Dos cuadros de la Virgen de Guadalupe en el Museo Nacional del Prado

Rara Avis: Letras, arte y cultura novohispanas

Salvador Lira

Sin lugar a dudas, la imagen más significativa del periodo virreinal y a posteriori fue la de la Virgen de Guadalupe. Ya varios autores desde diversos enfoques, más allá del aspecto de dogma y credo, han enfatizado las características culturales, económicas, sociales, religiosas y políticas de la imagen. En efecto, se trata de un fenómeno de gran calado, con presencia en ambos lados del Atlántico. 

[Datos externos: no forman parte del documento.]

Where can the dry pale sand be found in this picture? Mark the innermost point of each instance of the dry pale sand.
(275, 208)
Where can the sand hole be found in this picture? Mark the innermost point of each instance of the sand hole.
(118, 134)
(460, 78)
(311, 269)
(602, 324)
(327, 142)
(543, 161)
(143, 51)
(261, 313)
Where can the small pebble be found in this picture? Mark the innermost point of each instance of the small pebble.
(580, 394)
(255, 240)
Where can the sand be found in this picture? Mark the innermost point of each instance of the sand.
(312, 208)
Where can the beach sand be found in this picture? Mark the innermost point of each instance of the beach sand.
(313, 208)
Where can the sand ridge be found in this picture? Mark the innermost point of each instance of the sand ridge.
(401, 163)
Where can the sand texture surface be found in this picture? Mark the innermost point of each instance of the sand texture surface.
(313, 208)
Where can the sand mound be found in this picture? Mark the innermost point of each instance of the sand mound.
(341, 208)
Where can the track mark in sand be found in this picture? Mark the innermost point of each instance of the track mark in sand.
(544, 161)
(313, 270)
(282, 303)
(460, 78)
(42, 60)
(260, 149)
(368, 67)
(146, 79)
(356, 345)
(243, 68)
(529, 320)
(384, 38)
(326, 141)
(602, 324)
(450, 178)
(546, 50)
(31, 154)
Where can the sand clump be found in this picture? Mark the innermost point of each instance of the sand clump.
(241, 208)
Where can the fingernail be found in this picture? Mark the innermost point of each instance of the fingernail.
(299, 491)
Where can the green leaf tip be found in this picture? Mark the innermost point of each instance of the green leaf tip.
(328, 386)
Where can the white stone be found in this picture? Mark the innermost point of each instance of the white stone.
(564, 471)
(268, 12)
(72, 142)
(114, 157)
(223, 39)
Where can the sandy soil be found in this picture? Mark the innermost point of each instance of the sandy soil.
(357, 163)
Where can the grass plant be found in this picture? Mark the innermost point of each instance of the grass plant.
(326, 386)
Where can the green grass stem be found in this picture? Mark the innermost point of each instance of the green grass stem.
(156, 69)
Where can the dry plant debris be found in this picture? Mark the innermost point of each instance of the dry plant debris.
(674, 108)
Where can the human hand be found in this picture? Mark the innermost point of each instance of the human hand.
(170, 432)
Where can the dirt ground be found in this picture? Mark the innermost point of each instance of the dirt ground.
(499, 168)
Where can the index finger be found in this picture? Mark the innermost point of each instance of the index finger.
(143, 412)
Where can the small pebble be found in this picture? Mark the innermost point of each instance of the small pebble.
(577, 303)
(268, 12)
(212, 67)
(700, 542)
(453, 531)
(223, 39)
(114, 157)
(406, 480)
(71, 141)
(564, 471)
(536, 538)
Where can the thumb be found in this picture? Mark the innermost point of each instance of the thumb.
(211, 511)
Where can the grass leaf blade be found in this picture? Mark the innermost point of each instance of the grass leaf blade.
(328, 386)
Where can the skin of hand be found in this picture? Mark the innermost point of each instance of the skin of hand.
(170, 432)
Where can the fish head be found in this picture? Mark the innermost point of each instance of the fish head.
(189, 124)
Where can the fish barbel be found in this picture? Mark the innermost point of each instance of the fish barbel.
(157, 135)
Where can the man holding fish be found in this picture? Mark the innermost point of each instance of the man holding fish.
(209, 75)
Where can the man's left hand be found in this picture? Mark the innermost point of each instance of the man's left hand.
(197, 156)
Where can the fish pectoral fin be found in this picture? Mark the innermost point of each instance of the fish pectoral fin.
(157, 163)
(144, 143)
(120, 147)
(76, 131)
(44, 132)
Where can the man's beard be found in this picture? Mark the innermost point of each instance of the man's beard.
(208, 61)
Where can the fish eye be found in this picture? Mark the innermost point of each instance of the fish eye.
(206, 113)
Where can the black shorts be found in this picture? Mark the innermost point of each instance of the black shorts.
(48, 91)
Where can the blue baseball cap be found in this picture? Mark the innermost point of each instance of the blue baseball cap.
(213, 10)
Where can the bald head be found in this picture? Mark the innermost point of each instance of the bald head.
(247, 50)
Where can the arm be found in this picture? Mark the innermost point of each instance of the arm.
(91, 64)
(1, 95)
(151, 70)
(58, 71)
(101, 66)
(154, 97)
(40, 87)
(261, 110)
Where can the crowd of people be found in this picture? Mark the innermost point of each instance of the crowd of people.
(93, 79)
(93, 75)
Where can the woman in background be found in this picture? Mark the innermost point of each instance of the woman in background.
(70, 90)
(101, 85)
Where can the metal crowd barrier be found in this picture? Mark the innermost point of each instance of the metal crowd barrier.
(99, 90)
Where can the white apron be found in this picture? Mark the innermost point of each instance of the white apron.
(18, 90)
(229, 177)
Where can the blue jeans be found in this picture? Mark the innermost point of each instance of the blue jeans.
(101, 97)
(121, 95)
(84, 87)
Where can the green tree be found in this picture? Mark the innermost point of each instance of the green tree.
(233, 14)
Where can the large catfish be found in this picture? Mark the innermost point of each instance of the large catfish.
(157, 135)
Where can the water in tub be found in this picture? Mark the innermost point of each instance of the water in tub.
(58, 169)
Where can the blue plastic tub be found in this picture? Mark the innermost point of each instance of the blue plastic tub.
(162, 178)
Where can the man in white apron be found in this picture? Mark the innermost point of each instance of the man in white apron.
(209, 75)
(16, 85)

Si bien, es un hecho innegable la presencia de alguna réplica en todos los espacios de nuestro país, es interesante indagar cuáles se encuentran fuera y bajo qué condiciones. Algunas, por supuesto, son parte de un proceso de culto, como sucede en la iglesia de Notre Dame en París o en la iglesia de Los Jerónimos en Madrid, España. Otras, son parte de las diversas representaciones identitarias de determinados grupos, como por ejemplo sucede en los Estados Unidos de América.  

Un caso singular son las dos réplicas de la Virgen de Guadalupe que se encuentran en el Museo Nacional del Prado en Madrid, España. Ambas son “anónimas” y están datadas durante la Edad Moderna, una ca. 1700 y otra ca. Siglo XVIII. 

La primera a la que nos referiremos, datada ca. 1700, se trata de un lienzo de 198 cm de alto, por 145 cm de alto. La soberana se encuentra con matices dorados, plenamente coronada. En las cuatro esquinas se encuentran óvalos de momentos precisos de las apariciones y su develación en tilma ante el arzobispo de México, según el relato fundacional. El cuadro está adornado también de diversas flores. Según los datos catalográficos del Museo Nacional del Prado, su procedencia es del Convento Real de Santa María de los Ángeles de Franciscanas Clarisas. 

La segunda imagen, también anónima, se data ca. Siglo XVIII. Cuenta con un soporte de tabla con técnica enconchado, de 62 cm de ancho y 75 cm de alto. La virgen se encuentra también coronada, con detalles en dorado y rojo. Alrededor de la aureola, se muestran motivos florales en rojo y dorado. Su procedencia, según los datos catalográficos del Museo Nacional del Prado, es del Museo de la Trinidad.